2018/2019, Semester 1

School of Business (Analytics & Operations)

Modular Credits: 4

The module starts with basic Python programming. It then walks through Statistics topics from visualizing and summarizing data, to estimating model parameters and hypothesis testing, and to linear regression analysis. For each topic, Python illustrations and experimentations are interwoven inside so as to help students better appreciate statistical theory and also understand how it works in practice. The module finishes with practical issues on acquiring, cleaning, and organizing data using Python. This completes the cycle of data analysis and the students are able to independently execute a basic Data Analytics project.

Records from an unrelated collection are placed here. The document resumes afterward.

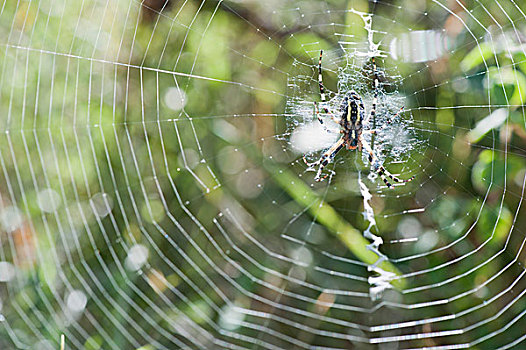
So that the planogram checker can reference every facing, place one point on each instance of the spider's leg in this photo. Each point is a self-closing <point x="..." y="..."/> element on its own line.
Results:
<point x="379" y="168"/>
<point x="375" y="97"/>
<point x="325" y="159"/>
<point x="318" y="115"/>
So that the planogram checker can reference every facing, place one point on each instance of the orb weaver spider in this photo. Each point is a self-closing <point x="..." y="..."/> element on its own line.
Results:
<point x="351" y="120"/>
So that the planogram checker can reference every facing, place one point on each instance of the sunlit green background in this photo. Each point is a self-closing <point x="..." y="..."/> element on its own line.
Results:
<point x="149" y="192"/>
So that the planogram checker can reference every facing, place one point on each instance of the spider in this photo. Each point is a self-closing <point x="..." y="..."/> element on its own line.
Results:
<point x="351" y="120"/>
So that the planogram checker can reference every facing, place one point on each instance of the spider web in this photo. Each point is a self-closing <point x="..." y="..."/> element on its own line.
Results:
<point x="153" y="193"/>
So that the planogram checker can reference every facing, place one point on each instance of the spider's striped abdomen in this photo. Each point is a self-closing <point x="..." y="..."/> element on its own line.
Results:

**Basic Python Programming**- Data Structures
- Flow Control
- Functions and Packages
- Object-Oriented Programming

**Understanding Data and Visualization**- Summary Statistics and Empirical Cumulative Distribution Function
- Data Visualization: Histogram, Scatterplot, Boxplot, Line plot
- Python Implementation: Matplotlib, Seaborn and NumPy packages

**Statistical Concepts and Inference Techniques**- Sampling and Population
- Parameter Estimation
- Confidence Intervals
- Hypothesis Testing

**Linear Regression Analysis**- Model Assumptions and Interpretations
- Categorical Variables and Interaction Effects
- Model Selection

**Advanced Python**- Pandas Package
- Obtaining data from the Internet
- Data Cleaning

As well, several ethical issues will be discussed throughout the whole semester. The specific topics are as follows:

- Ethics for Data Visualization
- Ethics for Data Collection and Analysis
- Ethics for Making Generalization based on Sample Data

Class Participation 10%

Group Project 20%

Take-home Quiz 10%

Assignments 20%